Enfin, bien qu’elle soit tendance, Nicolas Cimon déconseille la coloration en gris ou en argenté, à moins de confier l’opération à un coloriste aguerri et d’être prête à y mettre le prix. «Peu naturelles et d’aspect mat, ces couleurs sont très délicates à réaliser en raison de leurs pigments qui peuvent parfois tourner au vert. De plus, elles nécessitent un entretien exigeant et des visites en salon quasi hebdomadaires.» On se le tient donc pour dit!

J’opte pour quelle coupe?

«Comme on est prêtes à du changement côté couleur, on en profite aussi pour partir sur de nouvelles bases, côté coupe!» fait valoir Denis Binet, artiste coiffeur et porte-parole pour Pantene et Clairol Canada. «On privilégie une coupe contemporaine, qui casse l’aspect inévitablement vieillissant du cheveu blanc. Ça peut être une coupe courte ou un joli carré frôlant la mâchoire ou le dessus des épaules, avec ou sans une longue mèche sur le front, qui donne du mouvement.» À éviter? «En règle générale, les cheveux longs, à moins de les porter en chignon ballerine ou d’avoir un style affirmé, de même que le volume excessif ou les boucles qui font gagner 10 ans. On oublie aussi les coiffures trop courtes ou trop excentriques, avec des pics sur la tête par exemple, peu seyantes sur les femmes en quête d’élégance.»

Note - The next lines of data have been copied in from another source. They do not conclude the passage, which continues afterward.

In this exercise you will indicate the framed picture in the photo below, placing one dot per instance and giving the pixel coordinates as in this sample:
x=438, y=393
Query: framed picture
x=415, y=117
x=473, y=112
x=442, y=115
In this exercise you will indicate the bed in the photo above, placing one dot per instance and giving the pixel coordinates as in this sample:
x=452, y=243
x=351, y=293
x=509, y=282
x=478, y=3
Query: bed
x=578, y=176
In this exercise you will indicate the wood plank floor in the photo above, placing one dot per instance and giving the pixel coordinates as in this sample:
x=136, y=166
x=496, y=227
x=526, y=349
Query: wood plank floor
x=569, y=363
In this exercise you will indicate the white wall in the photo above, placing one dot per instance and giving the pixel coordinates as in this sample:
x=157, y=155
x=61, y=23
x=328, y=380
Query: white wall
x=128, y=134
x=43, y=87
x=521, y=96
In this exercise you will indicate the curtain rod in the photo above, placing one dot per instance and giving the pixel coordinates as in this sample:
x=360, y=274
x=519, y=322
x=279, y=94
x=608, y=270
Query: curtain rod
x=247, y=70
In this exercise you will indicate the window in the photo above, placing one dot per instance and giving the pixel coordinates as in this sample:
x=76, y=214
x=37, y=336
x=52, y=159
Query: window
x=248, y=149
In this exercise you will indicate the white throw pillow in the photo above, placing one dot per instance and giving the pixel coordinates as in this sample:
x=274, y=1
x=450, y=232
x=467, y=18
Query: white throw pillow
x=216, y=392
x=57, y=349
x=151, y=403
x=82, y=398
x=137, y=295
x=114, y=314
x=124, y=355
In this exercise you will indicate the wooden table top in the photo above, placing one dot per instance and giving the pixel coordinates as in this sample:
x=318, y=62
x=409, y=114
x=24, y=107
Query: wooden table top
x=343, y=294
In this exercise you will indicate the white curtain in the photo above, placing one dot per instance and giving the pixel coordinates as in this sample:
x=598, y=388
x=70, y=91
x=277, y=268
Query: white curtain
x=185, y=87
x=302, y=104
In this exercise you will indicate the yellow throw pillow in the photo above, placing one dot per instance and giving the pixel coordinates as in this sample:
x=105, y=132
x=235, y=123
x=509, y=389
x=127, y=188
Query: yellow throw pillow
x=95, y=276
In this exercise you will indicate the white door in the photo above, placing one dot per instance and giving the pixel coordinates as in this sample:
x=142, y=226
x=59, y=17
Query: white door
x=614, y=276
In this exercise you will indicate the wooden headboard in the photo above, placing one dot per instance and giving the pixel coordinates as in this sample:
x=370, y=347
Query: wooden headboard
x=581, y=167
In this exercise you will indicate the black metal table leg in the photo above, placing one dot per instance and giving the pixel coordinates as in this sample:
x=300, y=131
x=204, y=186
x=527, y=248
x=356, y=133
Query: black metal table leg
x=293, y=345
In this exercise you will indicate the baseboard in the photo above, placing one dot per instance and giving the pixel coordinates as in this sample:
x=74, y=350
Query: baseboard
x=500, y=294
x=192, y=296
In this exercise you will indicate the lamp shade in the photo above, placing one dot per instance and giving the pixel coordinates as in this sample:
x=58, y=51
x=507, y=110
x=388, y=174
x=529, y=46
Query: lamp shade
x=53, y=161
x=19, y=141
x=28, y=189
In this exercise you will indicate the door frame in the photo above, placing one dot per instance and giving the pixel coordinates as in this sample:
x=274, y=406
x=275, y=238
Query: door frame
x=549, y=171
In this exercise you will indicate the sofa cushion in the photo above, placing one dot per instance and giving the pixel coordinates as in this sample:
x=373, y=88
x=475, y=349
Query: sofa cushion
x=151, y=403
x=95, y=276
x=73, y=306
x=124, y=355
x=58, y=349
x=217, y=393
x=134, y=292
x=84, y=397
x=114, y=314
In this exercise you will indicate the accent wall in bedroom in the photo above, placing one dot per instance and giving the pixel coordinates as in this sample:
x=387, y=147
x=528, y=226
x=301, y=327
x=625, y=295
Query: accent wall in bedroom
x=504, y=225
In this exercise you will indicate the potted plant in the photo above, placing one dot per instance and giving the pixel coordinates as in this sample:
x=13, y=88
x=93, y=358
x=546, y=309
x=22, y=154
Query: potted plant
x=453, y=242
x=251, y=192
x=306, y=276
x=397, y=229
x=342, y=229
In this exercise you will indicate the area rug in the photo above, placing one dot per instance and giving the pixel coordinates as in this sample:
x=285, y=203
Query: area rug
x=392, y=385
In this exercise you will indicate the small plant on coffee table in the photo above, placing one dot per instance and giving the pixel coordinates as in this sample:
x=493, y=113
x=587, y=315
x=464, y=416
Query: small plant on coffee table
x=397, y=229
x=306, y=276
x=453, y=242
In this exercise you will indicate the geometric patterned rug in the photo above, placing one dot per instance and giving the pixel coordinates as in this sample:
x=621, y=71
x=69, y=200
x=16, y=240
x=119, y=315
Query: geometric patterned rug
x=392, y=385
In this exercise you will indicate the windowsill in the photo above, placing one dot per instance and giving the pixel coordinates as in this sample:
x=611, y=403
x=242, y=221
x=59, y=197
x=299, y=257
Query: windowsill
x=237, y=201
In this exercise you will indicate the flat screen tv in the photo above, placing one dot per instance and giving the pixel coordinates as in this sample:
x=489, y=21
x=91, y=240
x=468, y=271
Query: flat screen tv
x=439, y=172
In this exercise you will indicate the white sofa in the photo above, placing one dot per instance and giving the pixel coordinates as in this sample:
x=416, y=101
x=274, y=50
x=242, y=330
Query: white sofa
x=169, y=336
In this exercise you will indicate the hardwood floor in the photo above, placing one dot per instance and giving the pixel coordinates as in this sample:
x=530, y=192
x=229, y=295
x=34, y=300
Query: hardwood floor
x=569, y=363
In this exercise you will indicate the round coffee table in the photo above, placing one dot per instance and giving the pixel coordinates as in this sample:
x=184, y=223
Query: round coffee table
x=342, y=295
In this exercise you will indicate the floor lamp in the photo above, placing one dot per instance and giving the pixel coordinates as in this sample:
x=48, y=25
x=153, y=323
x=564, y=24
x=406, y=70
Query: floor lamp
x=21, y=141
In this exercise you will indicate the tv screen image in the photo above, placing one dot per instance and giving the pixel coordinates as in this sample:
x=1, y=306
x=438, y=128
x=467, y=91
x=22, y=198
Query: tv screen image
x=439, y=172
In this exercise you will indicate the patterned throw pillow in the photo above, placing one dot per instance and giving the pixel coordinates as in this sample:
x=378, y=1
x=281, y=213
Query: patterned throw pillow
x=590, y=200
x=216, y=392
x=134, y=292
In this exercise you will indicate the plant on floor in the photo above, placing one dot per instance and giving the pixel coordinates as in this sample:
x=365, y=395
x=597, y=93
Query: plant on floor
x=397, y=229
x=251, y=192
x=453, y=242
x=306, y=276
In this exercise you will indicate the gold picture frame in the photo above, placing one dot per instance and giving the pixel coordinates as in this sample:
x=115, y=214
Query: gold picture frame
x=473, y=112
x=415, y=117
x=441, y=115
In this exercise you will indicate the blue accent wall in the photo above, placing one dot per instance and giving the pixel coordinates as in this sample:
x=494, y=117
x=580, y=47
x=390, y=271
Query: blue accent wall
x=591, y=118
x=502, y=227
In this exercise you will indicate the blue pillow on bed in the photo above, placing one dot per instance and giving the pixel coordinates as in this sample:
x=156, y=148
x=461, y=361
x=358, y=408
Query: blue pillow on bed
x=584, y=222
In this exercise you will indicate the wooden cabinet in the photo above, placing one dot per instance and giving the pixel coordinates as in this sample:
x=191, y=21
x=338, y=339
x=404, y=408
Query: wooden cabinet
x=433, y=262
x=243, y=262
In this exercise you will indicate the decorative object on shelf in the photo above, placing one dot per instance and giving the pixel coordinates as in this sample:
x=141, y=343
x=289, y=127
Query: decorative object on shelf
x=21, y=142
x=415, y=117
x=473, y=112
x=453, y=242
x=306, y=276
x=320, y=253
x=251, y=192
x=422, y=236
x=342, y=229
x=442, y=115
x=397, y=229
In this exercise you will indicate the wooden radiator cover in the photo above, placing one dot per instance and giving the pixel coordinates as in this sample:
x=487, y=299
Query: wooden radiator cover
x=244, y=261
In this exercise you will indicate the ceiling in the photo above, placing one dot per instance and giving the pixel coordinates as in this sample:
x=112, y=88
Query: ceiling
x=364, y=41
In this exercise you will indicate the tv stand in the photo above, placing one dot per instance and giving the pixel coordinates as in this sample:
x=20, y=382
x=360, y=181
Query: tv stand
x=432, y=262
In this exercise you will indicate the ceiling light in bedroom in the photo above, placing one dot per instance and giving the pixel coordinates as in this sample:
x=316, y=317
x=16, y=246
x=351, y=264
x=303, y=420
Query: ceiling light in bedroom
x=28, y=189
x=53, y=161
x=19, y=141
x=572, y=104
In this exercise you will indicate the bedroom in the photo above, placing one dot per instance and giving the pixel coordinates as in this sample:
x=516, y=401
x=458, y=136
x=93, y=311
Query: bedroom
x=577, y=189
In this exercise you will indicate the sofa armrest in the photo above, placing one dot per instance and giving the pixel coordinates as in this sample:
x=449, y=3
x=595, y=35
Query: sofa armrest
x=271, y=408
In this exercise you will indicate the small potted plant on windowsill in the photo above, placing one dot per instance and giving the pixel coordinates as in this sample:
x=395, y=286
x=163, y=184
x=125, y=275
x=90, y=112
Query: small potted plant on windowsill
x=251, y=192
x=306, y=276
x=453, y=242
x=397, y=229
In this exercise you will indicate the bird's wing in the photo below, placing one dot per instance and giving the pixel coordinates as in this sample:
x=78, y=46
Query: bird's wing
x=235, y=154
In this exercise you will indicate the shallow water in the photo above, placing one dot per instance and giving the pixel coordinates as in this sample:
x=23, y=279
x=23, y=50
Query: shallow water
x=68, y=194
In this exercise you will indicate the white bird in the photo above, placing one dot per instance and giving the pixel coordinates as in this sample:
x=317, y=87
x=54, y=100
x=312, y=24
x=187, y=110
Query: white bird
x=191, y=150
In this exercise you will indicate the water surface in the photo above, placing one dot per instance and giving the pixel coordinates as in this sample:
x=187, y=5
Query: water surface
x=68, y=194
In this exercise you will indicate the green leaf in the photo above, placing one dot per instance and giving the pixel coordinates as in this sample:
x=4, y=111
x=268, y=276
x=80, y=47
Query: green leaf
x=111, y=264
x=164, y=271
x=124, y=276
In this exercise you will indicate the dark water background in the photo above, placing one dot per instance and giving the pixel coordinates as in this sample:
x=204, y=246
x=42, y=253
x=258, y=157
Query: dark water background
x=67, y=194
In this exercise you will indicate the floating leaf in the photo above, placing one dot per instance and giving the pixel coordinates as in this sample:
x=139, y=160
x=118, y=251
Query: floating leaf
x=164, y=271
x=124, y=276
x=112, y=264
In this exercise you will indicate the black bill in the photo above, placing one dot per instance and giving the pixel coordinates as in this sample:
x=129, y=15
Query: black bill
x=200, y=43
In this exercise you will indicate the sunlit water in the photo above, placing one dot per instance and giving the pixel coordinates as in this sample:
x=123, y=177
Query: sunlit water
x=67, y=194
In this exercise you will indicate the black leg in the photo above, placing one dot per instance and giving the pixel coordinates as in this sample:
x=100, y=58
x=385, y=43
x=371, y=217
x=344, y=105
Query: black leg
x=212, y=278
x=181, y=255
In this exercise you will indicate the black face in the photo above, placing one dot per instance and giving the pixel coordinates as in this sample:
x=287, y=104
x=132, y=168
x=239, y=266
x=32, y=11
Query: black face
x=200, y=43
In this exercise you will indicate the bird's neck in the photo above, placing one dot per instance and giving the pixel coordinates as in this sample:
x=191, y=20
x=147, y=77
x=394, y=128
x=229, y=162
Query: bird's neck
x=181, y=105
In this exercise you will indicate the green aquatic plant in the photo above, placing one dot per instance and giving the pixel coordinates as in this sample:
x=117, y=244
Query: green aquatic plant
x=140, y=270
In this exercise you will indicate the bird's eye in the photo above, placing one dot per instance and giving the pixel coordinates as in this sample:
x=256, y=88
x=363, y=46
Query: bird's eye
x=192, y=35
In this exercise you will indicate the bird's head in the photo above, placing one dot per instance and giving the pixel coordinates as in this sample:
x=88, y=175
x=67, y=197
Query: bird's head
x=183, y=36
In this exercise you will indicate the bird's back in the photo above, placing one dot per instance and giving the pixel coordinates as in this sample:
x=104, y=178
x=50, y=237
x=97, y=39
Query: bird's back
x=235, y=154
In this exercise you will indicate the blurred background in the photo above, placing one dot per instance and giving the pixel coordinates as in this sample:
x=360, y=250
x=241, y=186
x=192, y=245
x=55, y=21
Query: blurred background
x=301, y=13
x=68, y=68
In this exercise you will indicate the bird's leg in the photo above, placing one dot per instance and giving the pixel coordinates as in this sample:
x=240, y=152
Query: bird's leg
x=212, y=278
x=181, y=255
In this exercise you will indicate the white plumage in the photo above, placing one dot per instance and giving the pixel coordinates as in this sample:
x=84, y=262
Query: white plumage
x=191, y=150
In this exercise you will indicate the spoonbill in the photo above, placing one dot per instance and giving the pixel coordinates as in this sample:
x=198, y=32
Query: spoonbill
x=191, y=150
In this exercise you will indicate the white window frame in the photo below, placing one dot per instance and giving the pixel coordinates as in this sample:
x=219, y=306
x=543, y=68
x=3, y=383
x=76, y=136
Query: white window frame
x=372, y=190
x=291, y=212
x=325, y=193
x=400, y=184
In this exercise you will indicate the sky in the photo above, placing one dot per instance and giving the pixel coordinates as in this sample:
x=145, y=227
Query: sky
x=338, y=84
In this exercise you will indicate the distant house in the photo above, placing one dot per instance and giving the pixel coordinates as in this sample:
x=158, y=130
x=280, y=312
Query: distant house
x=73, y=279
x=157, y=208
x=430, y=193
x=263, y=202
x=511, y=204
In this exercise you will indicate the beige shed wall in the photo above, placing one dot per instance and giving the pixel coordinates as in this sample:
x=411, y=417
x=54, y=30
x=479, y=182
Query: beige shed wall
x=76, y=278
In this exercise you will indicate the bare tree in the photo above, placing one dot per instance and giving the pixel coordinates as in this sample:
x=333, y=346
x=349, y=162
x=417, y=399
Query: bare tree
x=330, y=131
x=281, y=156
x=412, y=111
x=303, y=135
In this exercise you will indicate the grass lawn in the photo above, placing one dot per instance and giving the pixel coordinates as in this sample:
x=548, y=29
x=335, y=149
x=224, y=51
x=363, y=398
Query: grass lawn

J’entretiens comment mon gris?

Tel qu’énoncé précédemment, avec la perte de mélanine et l’amincissement de la cuticule, il n’y a pas que la couleur du cheveu qui change en vieillissant: sa texture se transforme aussi. «Comme ils sont dévitalisés, ils sont plus épais et secs, voire rêches et plus difficiles à coiffer. Ils exigent des produits capillaires hautement hydratants, afin de les rendre vigoureux, maniables et soyeux», résume Denis Binet. Si on a cessé de les colorer, on se tourne vers un shampoing spécialement conçu pour les cheveux gris ou blancs. Comme l’indique Kelly Toms, coloriste portfolio pour L’Oréal Professionnel et directrice technique au salon Taz Hair Co., à Toronto: «Leur composition à base de pigments bleutés ou violacés (qu’on appelle aussi azurants optiques) contrecarre le jaunissement des cheveux gris et blancs, lutte contre leur aspect terne et les fait vraiment briller».

Le gris, est-ce pour moi? Oui, si…

– J’assume vraiment mes cheveux grisonnants, peu importe mon âge et le regard des autres.
– Je suis prête à afficher une repousse plus ou moins apparente pendant plusieurs mois, ou à investir dans des colora- tions en salon pour adoucir les démarcations le temps que le gris envahisse 100 % de ma crinière.
– J’opte pour une coupe courte et structurée, qui nécessite un coup de ciseaux régulier.
– J’ai le temps, l’envie et les moyens d’adopter un programme de soins capillaires ciblés.
– J’ai les cheveux naturellement bruns ou noirs, qui donnent souvent un blanc perle très seyant.

Le gris, est-ce pour moi? Non, si…

– Je veux un résultat rapide et digne d’une image Instagram, souvent embellie à l’aide d’un filtre. 
– J’hésite à adapter ma coupe, mon maquillage ou mes lunettes et à moderniser mon style.
– Je veux absolument garder mes cheveux longs ou très longs, malgré leur entretien exigeant. 
– J’ai les tifs bouclés ou très frisés, et je ne souhaite pas les lisser (quand ceux-ci sont gris, ça peut vite faire «matante»).
– J’ai naturellement les cheveux blond clair, châtains ou roux, des nuances qui, une fois grises, sont souvent parsemées de reflets jaunâtres difficiles à neutraliser.